At that point Yossi found what amounted to a goat path and brought his few tanks up behind the Syrians. In the protracted battle Yossi’s tank was hit and he and one of his crew lay wounded behind enemy lines. 

• • •

With the radio they had managed to salvage from their burning tank they let command know where they were, which was how Yoni Netanyahu managed to rescue them in a daring mission behind enemy lines. 

As part of a commemoration on an anniversary of the 1976 Entebbe hostage rescue in which Yoni Netanyahu was tragically killed, Prime Minister Bibi Netanyahu, Yoni’s brother, met with Yossi Ben-Chanan. Yossi told Bibi:

“There was a moment I recall that wasn’t recorded. It was the moment that Yoni and his men arrived, and I told them, ‘Careful, there’s shooting here.’ And Yoni said to me, ‘Yossi, relax, I’m in charge now’.”

Ben-Chanan now 71, who named his daughter Yoni, said he owes his life to Yoni Netanyahu. “I think about that event almost every day,” he said

This week we begin the festival of Sukkot, when Jews all over the world will leave the comfort of their homes to sit in booths. What exactly is the historical event we are commemorating by sitting in these booths? 

On Pesach we recall the miracles G-d did for us when we left Egypt, and on Shavuot we recall the miraculous revelation at Sinai. But what is Sukkot all about? 

The Torah (Vayikra 23:43) tells us we are meant to sit in booths because G-d caused us to dwell in such booths (Sukkot) when we left Egypt. But what is so miraculous about that? After all, we were in the desert for 40 years; it makes sense to build temporary shelters.

On Rosh Hashanah, as part of the Mustafa zichronot liturgy, the Prophet Jeremiah has G-d saying:

I remember your devotion in youthful days, the love of the days of your betrothal, when you followed me in the wilderness, into a land unsown and unknown.”

Perhaps the miracle of the booths was precisely that we were willing to trust in G-d for 40 years in the desert even when we knew we would not necessarily merit to reach the Promised Land. The second generation after the sins of the golden calf and the spies were told they would not enter the land but were nonetheless willing to endure 40 years in the desert.

The Sukkah booth reminds us on the one hand just how precarious life is, how temporary and without guarantees. And yet it also allows us to recall a time of betrothal, of love, when we as a people were willing to bear any sacrifice and endure any hardship for something we loved so much we would follow anywhere.

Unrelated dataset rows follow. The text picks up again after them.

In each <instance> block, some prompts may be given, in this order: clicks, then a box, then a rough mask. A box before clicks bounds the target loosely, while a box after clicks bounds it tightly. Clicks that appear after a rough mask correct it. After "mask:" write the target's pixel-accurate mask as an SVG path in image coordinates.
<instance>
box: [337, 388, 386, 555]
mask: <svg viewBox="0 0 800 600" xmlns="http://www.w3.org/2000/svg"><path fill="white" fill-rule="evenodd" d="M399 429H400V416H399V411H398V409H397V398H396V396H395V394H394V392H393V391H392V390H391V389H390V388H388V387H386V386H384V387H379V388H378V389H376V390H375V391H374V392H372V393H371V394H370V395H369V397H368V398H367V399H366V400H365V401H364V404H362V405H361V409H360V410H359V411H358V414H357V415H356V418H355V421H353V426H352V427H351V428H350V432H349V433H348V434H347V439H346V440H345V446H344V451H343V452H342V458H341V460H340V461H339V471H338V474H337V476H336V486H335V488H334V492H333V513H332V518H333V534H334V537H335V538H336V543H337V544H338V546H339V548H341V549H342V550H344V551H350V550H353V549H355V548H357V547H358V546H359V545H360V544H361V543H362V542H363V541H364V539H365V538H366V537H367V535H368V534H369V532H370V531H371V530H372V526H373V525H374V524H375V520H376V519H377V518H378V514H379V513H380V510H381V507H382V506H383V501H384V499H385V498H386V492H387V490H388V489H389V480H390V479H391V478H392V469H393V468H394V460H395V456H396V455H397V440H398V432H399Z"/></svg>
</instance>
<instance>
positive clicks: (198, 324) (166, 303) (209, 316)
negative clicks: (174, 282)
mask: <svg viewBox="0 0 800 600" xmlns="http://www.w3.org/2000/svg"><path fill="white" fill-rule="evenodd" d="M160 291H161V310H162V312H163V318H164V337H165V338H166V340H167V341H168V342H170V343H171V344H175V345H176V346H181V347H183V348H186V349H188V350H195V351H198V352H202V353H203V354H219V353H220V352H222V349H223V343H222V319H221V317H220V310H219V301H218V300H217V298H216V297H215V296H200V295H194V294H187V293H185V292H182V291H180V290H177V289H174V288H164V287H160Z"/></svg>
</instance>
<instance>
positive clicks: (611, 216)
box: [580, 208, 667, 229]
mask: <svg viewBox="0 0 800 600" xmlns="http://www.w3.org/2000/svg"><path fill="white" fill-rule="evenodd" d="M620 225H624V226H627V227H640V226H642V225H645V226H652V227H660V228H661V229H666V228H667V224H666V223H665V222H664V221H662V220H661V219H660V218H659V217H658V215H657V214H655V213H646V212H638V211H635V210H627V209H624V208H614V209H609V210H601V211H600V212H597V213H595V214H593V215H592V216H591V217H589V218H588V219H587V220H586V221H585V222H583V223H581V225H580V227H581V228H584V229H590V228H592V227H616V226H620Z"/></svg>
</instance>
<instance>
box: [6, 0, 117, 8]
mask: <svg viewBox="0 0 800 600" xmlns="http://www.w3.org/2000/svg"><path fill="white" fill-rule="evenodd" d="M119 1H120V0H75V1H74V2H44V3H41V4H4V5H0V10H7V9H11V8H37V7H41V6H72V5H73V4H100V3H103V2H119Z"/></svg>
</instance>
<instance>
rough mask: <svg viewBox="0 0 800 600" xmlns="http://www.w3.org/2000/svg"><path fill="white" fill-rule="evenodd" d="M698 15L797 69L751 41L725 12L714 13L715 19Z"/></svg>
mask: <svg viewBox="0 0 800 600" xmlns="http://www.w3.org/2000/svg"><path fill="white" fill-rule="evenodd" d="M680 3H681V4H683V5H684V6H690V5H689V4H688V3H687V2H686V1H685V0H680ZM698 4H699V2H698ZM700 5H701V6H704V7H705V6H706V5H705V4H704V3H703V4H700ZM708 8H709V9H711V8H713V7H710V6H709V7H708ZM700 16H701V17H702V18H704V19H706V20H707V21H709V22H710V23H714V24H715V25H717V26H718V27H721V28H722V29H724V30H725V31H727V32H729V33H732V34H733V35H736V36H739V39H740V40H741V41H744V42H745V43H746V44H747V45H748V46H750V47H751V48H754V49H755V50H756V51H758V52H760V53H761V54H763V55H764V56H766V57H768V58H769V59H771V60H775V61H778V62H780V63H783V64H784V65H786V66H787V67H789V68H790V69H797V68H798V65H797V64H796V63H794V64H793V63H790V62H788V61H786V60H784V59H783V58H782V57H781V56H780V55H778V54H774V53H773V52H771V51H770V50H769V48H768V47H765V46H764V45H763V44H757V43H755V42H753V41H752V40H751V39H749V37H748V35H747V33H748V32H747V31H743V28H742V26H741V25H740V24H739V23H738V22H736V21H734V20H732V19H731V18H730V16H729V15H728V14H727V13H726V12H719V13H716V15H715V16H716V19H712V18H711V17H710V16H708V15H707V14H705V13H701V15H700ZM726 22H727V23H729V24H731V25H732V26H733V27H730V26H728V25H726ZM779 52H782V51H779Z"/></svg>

Yossi Ben Chanan represents for me that quintessential Israeli who on the one hand planed his honeymoon to be in Katmandu for Yom Kippur, and yet was willing to give up everything for the people he loves.

This year as we enter the Sukkah and recall how fragile and temporary life is, especially in the wake of the terrible natural disasters that seem to have nearly overtaken the globe, let us focus on the many blessings: less our physical homes and more the loved ones with whom we share the Sukkah of life.

Wishing all a meaningful and wonderful Sukkot. Chag sameach from Jerusalem.